Can anyone point me at some resources - or even better, give me some
advice? "
5 Comments | | in
Estimation 
Reader Comments (5)
Hi,
First of all you should tell us about the source and the target of your data.
Second. You should elaborate on what information you would like to migrate from source to the target. e.g. Would it be only contacts information, accounts etc.
Then we can estimate how much time it will take you to perform extract transfer and load on some data.
Regards,
Sergei
Apatar, Inc
Commonly the Load is the slowest part of the ETL process, and often this is to the extent that the E & T times are unimportant. You may have an age to get the next set ready before the L "hopper" empties of the rows it was first fed...
"Extract" is ideally a fairly logic free "dumb" dump so there is no real reason why it should be slow.
"Transform" can be carried out on specialist platforms and hardware. If it gets too slow you can easily "cheat" by using a fast procedural language for the tricky bits or by analysing which parts are slow and unrolling those execution loops or using other performance boosting techniques. (If you don't know how to: read Code Complete by Steve McConnell, Microsoft Press). Put another way - the transform is 100% in your hands to make go faster. So I'm sure you will find a way!
"Load" requires the target system to take on the data. This is not so easy. The data must integrate properly in a manner that supports business processes adequately. In many complex systems you will be forced to use an Application Programming Interface (API). When you feed the API a row of data it typically does not inject it to a single table or use a simple SQL update; it often runs a full procedural code script with many branches and possibilities that ensure checks and balances are performed, data is validated and only legal rows are loaded, dependent items are set up and a rollback of these side effects is possible if the row itself needs to be rejected. With every row potentially triggering a full program execution in this manner it is unsurprising the execution rate can be very slow. The alternative of injecting data directly ino the database is only rarely available as the load scripts are there for a reason and trying to replicate them externally is to second guess the API's designers who are probably far more expert in the target system than we could reasonably hope to be as migration specialists.
So... To know how fast/slow your process will be I suggest you ask the target system vendor as in all likelihood theirs are the controlling numbers in the ETL.
Be prepared for a surprise. Some individual row loads can be counted in seconds or even minutes.
Regards
John Platten
Principal Consultant
Vivamex Limited
John.Platten@vivamex.com
or via my DMPro profile
Can I respectfully disagree with John's comment above regarding the extract. Often, extract can be pain-free, if you have a nice, well documented source system and good quality data or a good ERP connector.
However, this isn't the case in many situations - including mainframes, undocumented extensions to ERP systems, anything that is non-relational - and so I would caution against planning for 'E' to be pain-free without up-front due diligence on the source system archtiecture.

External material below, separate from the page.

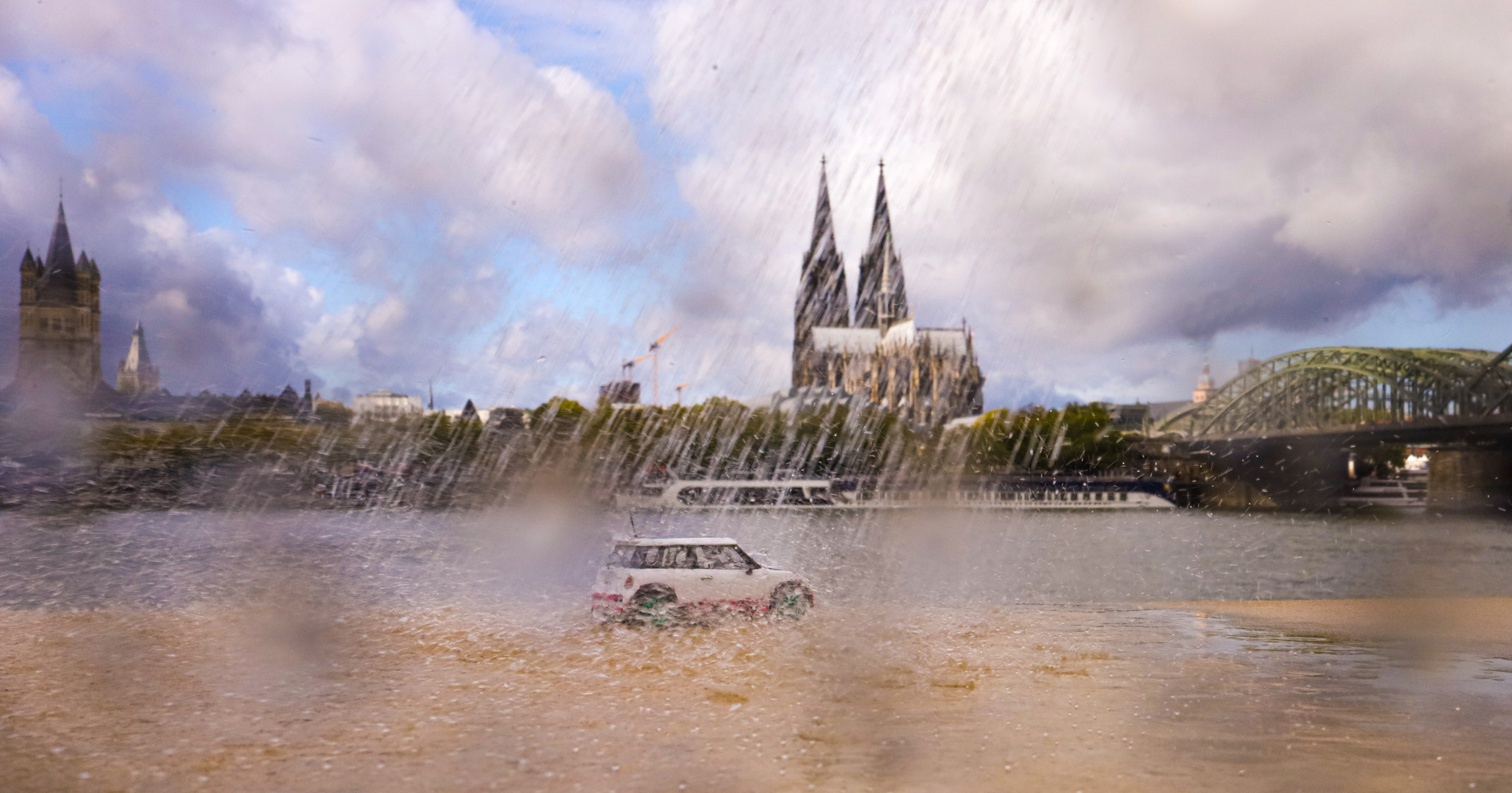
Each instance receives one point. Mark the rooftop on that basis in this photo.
(676, 541)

The question was about timing specifically and I wanted to get quickly onto the load and why business rules processing often makes it the problem step to watch for in go-live execution planning. I've seen sums come out as weeks which can be a real deal breaker or require special handing and trickle across tools such as Celona.
I had meant to say the extract is "often less significant in timing terms", but Nathan is right to correct me for wandering instead into an implcation that the extract would not be complex.
To cover that step briefly, now I appear to have stepped on it:
Extracting the tables as they stand is often quoted as an idealised strategy for the simple reason that transforming on the tranformation stage is in the hands of the migration team whereas complex scripts on the extract step are more often in the hands of expert legacy resource, and this has serious implications for waiting times on rework when issues are found during testing, especially if the extract authors are not fully seconded to the migration team.
BUT this is only an idealised principle and Nathan is quite right to say this should be checked for problematic siutations on a per project basis. The real world is not an idealised case!
My apologies for generalising horribly in one area (complexity) while answering a question on another (timing). It's an easy pit to fall into on an expert forum as opposed to a specific project.
John
I rarely quote timings on an ETL process until I've actually seen and processed a full data set. There are a tremendous amount of variables that impact each step, particularly if you are looking at large, aged, and/or disparate data sets.
In many cases, understanding of the legacy data may be incomplete or incorrect; once the data is extracted, the method of transmission can severely impact your estimate; how likely you are to encounter exceptions during the transform process and the intended resolution to those exceptions is another key factor. It is likely that some exceptions will need to be resolved on the legacy system, which will require re-initiation of the entire process. You can really only guess at these until you have at least done significant analysis on the legacy system.
If the customer is insisting on timings before you have had a chance to fully evaluation the environment, you should caution them on the significant risks involved. Should they persist, you will need to pad any estimates substantially to deal with a variety of "unknowns".